顧祁年的耐心終于消耗殆盡,拎起來身形碩大的朱均衡,直接扔在了一旁的水泥地上。
朱均衡本來體格就大,這么一摔直接摔出來了一個大坑。
他猛烈地咳嗽了幾聲,竟然磕掉了一顆牙。
該死。
朱均衡,沖著顧祁年跑了過去,頗有一種勢不兩立,打架也要搞個你死我活的架勢。
宴思遠在遠處看著嘖嘖了兩聲。
好家伙。
有生之年還能看到一些沒長腦子的去挑戰顧祁年。
也算是一種新的閱歷吧。
顧祁年想了想自己是個教官,不能跟學員打架,索性后退了兩步。
他也只是想讓朱均衡得到教訓,也沒想著把人家揍的怎么樣。
站在不遠處看好戲的吳安旭和宴思遠也瞪大了眼睛。
尤其是宴思遠,滿臉的興奮。
如果說剛才射擊項目的比賽是實力上的碾壓。
那現在的打架,就像是一個三五歲的小孩打大人。
不自量力。
吳安旭奇怪的看向宴思遠。
這人怎么那么興奮?
他自己反倒捋了一把袖子,想要上前幫忙,“你不是認識教官嗎?你怎么不去幫忙?”
“這個節骨眼上去幫忙,簡直就是對教官的羞辱。”宴思遠格外中肯的開口。
他雙手抱胸,饒有興致的盯著打架的兩人。
朱均衡三番兩次的撲過去都撲了個空,這會兒早就急的跳腳了。
吳安旭一臉懵逼。
看宴思遠這么興奮也覺得不對勁。
是教官的人緣不好嗎?唯一的好朋友還不去幫忙?
朱均衡打架也很能打的,一向仗著自己個子高,體格壯,欺負別人。
吳安旭這么一想之后,瞬間覺得有點不好意思。
等等。
他好像也一直在仗著身體上的優勢欺負別人。
宴思遠看剛剛還在嘰嘰喳喳的吳安旭瞬間閉嘴了,詫異的挑眉,“想什么呢?”
“我下一次再也不要仗著我的優勢去欺負別人了。
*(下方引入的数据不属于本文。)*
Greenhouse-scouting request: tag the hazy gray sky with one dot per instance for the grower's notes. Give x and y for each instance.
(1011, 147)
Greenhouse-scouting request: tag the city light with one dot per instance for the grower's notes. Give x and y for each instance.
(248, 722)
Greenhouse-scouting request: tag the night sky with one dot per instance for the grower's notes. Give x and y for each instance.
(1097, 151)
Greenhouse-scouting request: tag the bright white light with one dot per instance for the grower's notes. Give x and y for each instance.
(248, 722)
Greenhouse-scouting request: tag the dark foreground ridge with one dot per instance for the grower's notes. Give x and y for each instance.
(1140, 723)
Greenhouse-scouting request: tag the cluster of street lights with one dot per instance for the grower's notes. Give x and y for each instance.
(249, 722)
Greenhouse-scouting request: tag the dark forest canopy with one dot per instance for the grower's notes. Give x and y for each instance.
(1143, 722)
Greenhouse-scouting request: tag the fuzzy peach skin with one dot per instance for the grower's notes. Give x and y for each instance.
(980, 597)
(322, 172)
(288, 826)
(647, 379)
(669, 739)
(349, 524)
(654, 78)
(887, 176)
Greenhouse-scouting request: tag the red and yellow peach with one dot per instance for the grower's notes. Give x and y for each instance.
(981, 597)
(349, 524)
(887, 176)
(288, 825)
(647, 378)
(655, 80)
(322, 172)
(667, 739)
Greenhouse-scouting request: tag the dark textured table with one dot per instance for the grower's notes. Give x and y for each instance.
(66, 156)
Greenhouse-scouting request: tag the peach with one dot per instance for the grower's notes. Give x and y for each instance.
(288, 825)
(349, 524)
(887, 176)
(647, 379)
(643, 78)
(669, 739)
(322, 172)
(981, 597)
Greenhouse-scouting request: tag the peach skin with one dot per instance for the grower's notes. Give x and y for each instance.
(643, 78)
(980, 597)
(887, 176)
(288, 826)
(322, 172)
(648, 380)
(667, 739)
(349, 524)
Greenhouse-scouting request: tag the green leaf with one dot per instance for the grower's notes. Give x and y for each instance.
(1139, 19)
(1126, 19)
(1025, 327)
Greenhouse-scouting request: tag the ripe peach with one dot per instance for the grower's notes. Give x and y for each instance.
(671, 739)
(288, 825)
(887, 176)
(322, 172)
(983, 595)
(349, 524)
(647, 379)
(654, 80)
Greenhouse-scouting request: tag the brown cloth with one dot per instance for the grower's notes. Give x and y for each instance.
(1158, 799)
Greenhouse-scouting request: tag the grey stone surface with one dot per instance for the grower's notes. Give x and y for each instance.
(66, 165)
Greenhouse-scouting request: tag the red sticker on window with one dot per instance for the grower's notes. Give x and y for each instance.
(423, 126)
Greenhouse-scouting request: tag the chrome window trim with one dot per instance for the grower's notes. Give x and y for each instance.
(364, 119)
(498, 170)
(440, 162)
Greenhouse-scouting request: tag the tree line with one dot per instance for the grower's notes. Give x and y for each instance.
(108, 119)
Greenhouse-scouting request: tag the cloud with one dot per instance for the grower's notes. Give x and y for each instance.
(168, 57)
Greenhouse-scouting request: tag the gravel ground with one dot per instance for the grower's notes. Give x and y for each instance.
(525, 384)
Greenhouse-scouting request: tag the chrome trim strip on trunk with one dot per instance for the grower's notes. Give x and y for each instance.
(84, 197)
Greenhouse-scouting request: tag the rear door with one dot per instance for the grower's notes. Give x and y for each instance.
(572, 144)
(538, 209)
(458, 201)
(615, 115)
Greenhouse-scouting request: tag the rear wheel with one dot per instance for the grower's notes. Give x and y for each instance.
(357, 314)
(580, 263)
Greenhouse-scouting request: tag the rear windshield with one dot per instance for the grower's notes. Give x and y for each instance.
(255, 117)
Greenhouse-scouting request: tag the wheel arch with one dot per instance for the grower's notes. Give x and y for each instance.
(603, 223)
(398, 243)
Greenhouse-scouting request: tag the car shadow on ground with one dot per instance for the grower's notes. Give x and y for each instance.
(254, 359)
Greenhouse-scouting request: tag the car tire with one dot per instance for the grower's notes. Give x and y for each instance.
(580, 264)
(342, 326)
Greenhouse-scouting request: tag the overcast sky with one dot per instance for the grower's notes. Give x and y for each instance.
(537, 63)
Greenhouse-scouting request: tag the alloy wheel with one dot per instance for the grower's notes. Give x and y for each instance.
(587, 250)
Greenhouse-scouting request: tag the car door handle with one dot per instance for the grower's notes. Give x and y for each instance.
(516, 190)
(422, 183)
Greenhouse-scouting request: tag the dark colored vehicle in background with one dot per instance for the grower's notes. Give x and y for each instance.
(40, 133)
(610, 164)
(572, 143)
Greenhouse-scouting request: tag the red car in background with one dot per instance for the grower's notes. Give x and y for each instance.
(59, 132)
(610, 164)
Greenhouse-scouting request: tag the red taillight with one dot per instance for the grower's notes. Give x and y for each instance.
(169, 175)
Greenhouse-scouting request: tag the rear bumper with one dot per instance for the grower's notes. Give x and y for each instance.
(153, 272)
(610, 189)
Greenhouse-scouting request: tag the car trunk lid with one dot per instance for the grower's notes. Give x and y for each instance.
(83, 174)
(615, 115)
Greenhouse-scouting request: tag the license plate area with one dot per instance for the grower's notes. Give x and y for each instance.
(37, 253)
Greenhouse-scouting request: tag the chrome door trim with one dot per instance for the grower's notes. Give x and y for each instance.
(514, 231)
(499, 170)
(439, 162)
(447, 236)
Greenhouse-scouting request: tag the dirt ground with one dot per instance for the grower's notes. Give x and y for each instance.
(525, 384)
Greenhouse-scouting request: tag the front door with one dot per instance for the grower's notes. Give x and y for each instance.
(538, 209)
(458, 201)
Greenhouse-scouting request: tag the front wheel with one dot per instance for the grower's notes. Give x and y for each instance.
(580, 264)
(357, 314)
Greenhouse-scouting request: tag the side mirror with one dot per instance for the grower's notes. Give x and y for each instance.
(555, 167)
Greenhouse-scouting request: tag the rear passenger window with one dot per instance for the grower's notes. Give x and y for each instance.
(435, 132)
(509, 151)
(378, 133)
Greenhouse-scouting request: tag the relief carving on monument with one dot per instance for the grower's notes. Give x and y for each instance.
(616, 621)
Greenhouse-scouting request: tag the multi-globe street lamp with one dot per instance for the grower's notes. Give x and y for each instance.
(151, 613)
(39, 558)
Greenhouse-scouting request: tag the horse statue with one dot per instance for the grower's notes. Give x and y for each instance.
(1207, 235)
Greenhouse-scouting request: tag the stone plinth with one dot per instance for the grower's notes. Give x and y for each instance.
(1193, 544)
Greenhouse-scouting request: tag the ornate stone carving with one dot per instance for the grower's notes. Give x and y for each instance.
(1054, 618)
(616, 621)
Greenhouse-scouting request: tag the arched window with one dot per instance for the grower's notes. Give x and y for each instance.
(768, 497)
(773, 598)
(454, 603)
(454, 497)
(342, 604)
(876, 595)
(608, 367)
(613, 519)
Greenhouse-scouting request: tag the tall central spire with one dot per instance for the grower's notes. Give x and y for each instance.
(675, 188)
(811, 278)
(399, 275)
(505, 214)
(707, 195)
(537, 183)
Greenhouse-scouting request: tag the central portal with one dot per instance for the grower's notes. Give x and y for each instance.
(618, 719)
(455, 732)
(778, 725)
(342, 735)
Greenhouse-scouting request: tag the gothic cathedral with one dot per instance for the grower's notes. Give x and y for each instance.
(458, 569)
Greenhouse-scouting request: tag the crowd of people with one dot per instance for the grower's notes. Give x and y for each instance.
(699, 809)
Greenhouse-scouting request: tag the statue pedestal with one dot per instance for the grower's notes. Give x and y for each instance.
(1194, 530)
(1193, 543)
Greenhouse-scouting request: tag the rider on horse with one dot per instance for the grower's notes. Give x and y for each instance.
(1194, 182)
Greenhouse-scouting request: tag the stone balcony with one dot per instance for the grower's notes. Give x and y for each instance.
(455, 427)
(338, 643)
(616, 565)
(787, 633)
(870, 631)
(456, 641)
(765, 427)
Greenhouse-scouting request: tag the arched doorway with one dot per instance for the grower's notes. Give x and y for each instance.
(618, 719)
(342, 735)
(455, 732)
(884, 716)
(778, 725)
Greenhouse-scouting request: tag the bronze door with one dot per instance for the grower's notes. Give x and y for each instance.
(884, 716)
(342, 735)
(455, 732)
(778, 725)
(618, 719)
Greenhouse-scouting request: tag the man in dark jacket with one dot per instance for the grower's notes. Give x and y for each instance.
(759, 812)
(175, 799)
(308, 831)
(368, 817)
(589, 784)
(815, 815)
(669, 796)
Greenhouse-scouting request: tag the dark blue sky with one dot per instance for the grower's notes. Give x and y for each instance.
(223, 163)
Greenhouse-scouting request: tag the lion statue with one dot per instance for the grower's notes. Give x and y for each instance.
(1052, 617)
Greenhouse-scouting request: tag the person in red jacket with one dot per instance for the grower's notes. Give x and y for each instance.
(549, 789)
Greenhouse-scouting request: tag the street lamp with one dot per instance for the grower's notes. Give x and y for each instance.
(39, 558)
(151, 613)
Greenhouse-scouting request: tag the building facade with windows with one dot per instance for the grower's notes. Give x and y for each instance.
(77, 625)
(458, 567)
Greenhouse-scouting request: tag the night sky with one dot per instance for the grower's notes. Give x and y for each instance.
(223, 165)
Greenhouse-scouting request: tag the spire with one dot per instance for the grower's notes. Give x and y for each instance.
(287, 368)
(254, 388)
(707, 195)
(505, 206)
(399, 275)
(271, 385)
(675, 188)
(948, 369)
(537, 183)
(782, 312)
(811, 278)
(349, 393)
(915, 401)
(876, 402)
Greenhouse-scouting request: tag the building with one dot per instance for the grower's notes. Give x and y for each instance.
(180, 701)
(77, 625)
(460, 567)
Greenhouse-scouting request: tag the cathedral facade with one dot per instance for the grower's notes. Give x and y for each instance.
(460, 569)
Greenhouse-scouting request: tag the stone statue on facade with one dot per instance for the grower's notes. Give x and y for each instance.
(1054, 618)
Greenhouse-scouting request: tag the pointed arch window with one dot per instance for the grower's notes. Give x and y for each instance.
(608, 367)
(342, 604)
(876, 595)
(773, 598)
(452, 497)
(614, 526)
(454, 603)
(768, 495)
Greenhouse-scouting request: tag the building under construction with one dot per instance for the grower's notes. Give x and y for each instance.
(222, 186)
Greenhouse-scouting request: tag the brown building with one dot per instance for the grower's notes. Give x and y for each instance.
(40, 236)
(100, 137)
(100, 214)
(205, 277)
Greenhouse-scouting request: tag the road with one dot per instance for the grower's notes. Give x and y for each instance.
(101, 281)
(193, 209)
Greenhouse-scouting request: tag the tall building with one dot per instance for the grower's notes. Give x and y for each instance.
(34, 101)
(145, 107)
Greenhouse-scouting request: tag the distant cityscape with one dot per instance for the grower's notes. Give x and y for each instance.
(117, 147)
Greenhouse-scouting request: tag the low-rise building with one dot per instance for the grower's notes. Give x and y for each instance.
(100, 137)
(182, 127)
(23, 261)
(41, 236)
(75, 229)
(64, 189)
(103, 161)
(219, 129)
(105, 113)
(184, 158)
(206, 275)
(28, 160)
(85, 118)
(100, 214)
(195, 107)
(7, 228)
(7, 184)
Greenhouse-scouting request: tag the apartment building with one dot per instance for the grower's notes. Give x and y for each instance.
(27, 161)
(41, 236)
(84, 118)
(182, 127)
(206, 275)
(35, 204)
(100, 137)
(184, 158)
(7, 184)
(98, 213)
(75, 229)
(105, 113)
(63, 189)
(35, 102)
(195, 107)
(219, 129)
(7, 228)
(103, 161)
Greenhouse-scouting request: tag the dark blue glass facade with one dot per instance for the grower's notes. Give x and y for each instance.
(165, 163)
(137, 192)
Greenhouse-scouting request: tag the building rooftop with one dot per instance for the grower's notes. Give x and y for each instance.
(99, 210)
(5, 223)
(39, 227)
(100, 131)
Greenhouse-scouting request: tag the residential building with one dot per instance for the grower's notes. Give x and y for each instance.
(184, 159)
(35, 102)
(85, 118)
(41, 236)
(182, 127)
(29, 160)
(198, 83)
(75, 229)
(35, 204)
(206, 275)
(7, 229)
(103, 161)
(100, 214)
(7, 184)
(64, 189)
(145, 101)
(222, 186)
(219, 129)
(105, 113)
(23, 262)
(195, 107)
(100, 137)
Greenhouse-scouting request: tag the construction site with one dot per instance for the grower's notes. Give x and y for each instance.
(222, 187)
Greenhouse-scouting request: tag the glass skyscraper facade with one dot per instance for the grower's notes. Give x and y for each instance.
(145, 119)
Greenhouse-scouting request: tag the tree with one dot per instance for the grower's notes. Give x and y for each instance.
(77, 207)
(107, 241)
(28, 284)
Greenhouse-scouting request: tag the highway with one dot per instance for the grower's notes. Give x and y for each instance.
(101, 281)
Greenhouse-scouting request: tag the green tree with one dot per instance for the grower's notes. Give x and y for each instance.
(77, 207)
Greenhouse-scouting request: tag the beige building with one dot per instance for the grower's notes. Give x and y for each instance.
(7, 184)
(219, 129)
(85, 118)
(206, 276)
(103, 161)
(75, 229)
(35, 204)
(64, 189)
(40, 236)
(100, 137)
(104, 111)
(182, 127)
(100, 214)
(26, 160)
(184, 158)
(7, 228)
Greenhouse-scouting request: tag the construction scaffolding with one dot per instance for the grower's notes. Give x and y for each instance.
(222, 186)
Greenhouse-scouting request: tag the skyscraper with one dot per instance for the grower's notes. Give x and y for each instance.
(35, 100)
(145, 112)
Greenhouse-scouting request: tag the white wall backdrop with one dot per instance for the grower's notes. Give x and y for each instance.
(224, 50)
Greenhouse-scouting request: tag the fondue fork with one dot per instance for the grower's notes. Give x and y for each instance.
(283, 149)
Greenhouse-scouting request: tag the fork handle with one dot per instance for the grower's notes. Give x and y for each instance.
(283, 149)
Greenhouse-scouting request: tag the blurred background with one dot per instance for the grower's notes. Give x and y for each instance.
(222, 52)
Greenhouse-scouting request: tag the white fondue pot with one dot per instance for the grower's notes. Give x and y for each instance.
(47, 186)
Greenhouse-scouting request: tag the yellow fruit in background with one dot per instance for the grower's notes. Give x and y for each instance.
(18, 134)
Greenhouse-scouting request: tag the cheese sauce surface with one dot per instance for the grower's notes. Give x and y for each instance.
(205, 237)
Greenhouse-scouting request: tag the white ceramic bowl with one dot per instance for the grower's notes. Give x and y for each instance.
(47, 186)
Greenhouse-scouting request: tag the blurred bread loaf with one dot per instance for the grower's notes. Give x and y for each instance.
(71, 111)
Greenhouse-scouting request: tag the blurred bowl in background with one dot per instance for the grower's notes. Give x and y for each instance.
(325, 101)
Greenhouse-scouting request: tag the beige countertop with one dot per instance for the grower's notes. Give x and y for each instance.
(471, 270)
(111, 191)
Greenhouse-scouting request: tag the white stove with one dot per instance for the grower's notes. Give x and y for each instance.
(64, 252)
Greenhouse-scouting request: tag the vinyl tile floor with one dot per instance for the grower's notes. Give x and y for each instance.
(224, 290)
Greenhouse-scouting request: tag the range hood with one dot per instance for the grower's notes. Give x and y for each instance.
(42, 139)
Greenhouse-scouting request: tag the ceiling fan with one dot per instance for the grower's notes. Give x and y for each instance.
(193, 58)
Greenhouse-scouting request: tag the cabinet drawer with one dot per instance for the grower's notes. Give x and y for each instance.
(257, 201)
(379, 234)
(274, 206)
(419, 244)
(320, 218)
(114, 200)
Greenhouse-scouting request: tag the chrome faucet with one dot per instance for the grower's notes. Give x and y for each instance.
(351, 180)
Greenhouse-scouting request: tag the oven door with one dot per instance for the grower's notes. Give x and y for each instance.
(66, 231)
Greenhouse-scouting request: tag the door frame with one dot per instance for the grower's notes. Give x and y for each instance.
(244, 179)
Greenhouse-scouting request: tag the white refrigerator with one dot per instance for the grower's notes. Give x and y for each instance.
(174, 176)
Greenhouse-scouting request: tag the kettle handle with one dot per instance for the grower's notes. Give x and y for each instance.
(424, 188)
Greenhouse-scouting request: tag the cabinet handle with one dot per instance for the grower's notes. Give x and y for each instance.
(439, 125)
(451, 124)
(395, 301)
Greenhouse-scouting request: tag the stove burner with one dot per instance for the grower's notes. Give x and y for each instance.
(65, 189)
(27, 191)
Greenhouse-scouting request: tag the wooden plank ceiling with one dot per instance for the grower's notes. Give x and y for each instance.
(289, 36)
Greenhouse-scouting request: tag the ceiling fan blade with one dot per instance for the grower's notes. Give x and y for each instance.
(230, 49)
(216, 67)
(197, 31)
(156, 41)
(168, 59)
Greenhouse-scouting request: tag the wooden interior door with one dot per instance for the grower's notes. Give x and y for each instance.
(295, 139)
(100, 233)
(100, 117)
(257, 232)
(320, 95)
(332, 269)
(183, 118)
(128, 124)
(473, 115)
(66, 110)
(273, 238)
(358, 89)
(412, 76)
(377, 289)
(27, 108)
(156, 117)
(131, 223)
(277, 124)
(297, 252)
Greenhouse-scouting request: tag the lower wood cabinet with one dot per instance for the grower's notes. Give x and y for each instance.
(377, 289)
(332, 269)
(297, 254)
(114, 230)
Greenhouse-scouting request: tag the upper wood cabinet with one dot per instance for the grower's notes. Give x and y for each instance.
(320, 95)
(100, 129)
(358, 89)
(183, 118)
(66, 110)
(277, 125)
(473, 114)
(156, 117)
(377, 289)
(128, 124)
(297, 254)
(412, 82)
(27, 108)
”吳安旭一臉傷心自責的低著頭。
似乎眼角眉梢都在寫著我錯了,我以后再也不敢了的樣子。
“你知道就好。”宴思遠拍了拍吳安旭的肩膀。
一副任重道遠的姿態。
宴思遠安心的坐在一旁,從兜里掏了掏。
好可惜沒有掏出來瓜子。
朱均衡幾次三番的去挑釁顧祁年。
顧祁年看了看監控。
應該都拍下來了。
就算是一會兒把朱均衡揍的不成人樣了,好歹也能跟長老會那邊說是他故意挑釁的。
顧祁年脫下了西裝的外套,終于開始正式起來。
他三兩下就把橫的不行的朱均衡打趴在地上。
朱均衡徹底沒了力氣,渾身都是酥軟的。
顧祁年拎起來了他的衣服,強制讓他跪在了地上。
“原諒你一次,叫爸爸這個事就免了。”
旁邊的人在唏噓。
朱均衡平時欺負了那么多的人,這會兒難得的看好戲,教官也太心慈手軟。
顧祁年揍了人之后還莫名其妙的背負了個心慈手軟的頭銜,也是前所未見。